On the transactions front, front offices are quietly probing the trade market. Wings who can defend multiple positions, stretch bigs who can survive in switches, and table-setting point guards are the hottest commodities. With the deadline creeping closer, bubble teams like the Lakers and Warriors, as well as ambitious mid-tier squads, are weighing whether to push in assets for an extra rotation piece or ride out internal development.

Playoff picture and what comes next

Zooming back out to the NBA standings, a few patterns are clear. Boston and Denver look built for June, not just January. OKC and Minnesota are trying to prove their starts are no fluke, while Milwaukee and Philly are banking on star power to carry them as they figure out late-game lineups and defensive schemes.
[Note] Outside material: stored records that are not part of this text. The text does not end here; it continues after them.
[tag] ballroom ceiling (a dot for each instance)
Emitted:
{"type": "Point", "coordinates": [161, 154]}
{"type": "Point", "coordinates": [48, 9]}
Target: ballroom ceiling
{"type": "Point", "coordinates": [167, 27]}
In the West, the middle-class logjam means LeBron’s Lakers and Curry’s Warriors simply cannot coast; every misstep invites a freefall toward the 9–10 slots and a win-or-go-home play-in scenario.

The next few days deliver several must-watch matchups that will hit the standings and the MVP Race at the same time. Conference showdowns between top-four seeds, plus national TV dates featuring the Lakers, Celtics, Nuggets, Warriors, and Bucks, will test whether recent trends are real or just a hot week. Expect playoff-level intensity, shortened rotations, and stars playing heavy minutes in those prime-time windows.

For fans trying to track every twist and turn, the combination of live scores, updated Player Stats, and shifting playoff projections makes this stretch of the season feel like a daily drama. The NBA standings will keep swinging as injuries heal, trades drop, and stars go on scoring tears. Stay locked in, check the live boxes and advanced numbers, and do not blink when LeBron, Tatum, Jokic, Curry, or Embiid takes the floor — because every night now has the feel of April basketball.